Mas nunca mais de vi. E se eu te procurei!... Sobretudo nos teus amigos. Sinistro caminho de compensação. Até tropeçar em ti, em 2001, já numa outra cidade, num centro comercial, o mais improvável dos locais para um reencontro. Tu costumavas dizer que eu era "a menina dos cabelos a arder". E naquele dia, por um momento em que tudo me pareceu extraordinariamente estranho e confuso, eu quis poder ser o que nunca fui: a tua menina. Dos cabelos a arder. Ah, mas o tempo... E a certeza, mais clara do que antes, de que nunca soube quem és de verdade. Muito menos tu quem eu sou realmente. E, apesar disso, a certeza infinitamente maior de que vou gostar sempre, sempre, sempre de ti.

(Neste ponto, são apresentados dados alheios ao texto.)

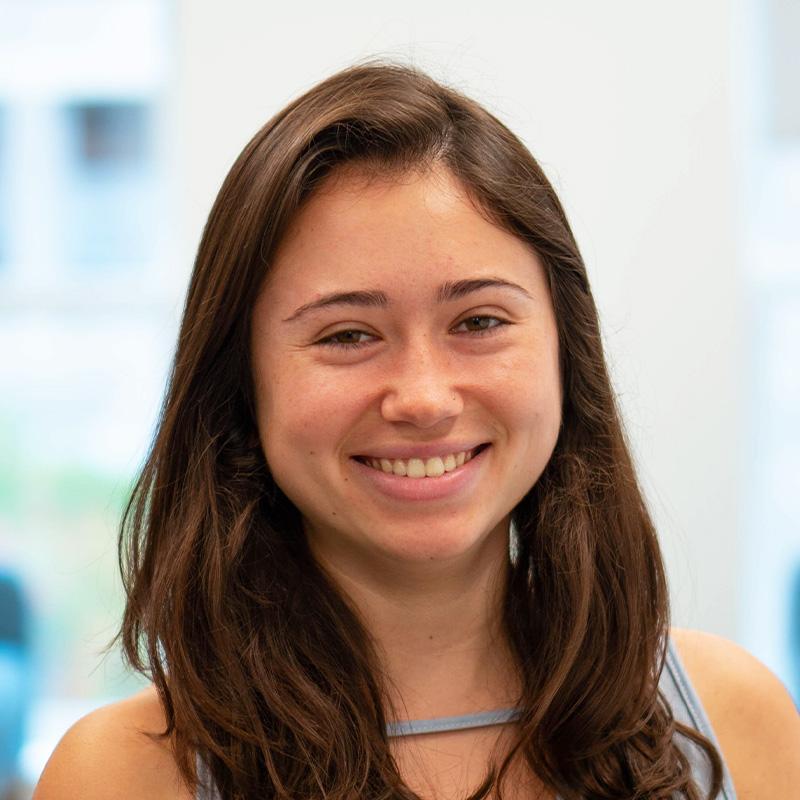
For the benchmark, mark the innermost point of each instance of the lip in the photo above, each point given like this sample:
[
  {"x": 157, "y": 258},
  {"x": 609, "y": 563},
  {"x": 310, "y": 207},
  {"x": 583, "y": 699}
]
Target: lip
[
  {"x": 446, "y": 486},
  {"x": 431, "y": 450}
]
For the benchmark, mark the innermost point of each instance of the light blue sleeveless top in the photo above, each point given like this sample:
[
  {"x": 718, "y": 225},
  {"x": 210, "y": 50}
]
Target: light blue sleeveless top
[{"x": 674, "y": 684}]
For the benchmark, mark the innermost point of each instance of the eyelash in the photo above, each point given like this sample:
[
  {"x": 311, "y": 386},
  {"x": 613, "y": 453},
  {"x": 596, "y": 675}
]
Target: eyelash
[{"x": 328, "y": 341}]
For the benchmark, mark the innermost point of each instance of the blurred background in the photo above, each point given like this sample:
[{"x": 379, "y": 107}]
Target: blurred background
[{"x": 671, "y": 132}]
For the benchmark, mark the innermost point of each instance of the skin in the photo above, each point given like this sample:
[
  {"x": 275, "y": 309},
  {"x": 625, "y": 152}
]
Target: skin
[{"x": 426, "y": 576}]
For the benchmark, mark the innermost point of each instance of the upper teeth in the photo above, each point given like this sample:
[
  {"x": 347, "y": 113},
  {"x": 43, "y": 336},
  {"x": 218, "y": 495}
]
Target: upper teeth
[{"x": 421, "y": 467}]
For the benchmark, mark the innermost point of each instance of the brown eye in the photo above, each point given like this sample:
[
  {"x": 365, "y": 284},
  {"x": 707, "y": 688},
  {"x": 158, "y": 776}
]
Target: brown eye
[
  {"x": 480, "y": 324},
  {"x": 346, "y": 339}
]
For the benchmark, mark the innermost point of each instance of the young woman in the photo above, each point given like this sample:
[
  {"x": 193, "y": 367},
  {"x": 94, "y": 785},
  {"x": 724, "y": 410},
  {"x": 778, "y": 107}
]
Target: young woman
[{"x": 389, "y": 542}]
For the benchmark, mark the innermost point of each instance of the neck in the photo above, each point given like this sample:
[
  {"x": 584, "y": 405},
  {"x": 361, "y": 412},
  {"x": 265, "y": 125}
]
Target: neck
[{"x": 438, "y": 629}]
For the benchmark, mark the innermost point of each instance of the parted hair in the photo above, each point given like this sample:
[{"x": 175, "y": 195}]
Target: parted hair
[{"x": 266, "y": 673}]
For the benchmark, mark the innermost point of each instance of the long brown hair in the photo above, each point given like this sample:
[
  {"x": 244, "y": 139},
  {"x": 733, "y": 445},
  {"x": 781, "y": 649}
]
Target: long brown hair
[{"x": 263, "y": 668}]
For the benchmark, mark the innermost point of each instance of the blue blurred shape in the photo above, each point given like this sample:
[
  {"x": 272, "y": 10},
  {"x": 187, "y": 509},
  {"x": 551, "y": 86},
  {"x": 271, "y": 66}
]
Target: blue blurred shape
[{"x": 16, "y": 686}]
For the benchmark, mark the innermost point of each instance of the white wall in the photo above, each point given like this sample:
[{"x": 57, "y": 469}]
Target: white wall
[{"x": 627, "y": 107}]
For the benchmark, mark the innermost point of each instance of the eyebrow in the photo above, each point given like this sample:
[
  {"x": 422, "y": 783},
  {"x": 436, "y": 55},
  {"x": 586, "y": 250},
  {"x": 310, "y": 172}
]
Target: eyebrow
[{"x": 450, "y": 290}]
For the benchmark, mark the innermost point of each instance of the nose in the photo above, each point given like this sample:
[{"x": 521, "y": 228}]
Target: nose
[{"x": 422, "y": 389}]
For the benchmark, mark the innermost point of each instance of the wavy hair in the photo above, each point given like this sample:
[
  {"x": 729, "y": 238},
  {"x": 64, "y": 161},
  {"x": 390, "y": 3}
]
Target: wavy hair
[{"x": 264, "y": 670}]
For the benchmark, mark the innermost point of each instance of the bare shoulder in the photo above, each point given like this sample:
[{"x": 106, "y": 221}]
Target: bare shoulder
[
  {"x": 752, "y": 714},
  {"x": 108, "y": 754}
]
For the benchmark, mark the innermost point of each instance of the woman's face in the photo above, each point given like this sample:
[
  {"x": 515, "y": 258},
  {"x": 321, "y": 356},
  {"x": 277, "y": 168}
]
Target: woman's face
[{"x": 400, "y": 334}]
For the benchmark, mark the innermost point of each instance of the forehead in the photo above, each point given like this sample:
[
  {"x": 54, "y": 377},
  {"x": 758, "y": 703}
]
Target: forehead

Sejas tu quem fores. Mesmo. Como quando tinha 17 anos. Como quando te vi pela primeira vez. Como se o tempo tivesse parado aí. Porque definitivamente não é o que sabemos das pessoas que nos faz gostar mais ou menos delas. Sobretudo não é a vida partilhada a par e passo. É o que delas se torna tatuagem, cicatriz, marca inesquecível. Insubstituível.
Voltámos a falar no ano passado. Por telefone. A tua voz igualzinha, aquele teu irresistível sotaque absolutamente igual. Mas nem aí nos vimos. Combinámos um pequeno-almoço, mas eu achava que tu não ias acordar, que não querias acordar. E por isso também eu não acordei. E quando me ligaste a perguntar se eu me tinha esquecido, já era tarde para sair de casa e ir ter contigo. Tu tinhas um comboio ou um avião para apanhar. Um de nós nunca chegaria a tempo. Depois, na noite em que o mundo mudou, nós estávamos lá os dois, os dois no Grand Parq, em Chicago, nós e mais uns largos milhares a aplaudir o Obama, eu sei. Mas não nos vimos. Não tive coragem de te ligar.
E agora tu reapareces assim do nada, a dizer-me que vamos ser vizinhos por um ano, talvez dois ou mais. Mas não vamos. Já não vamos. Ainda não é desta que a minha cidade voltará a ser a tua. Embora eu vá continuar a procurar-te. E a guardar-te. Sempre.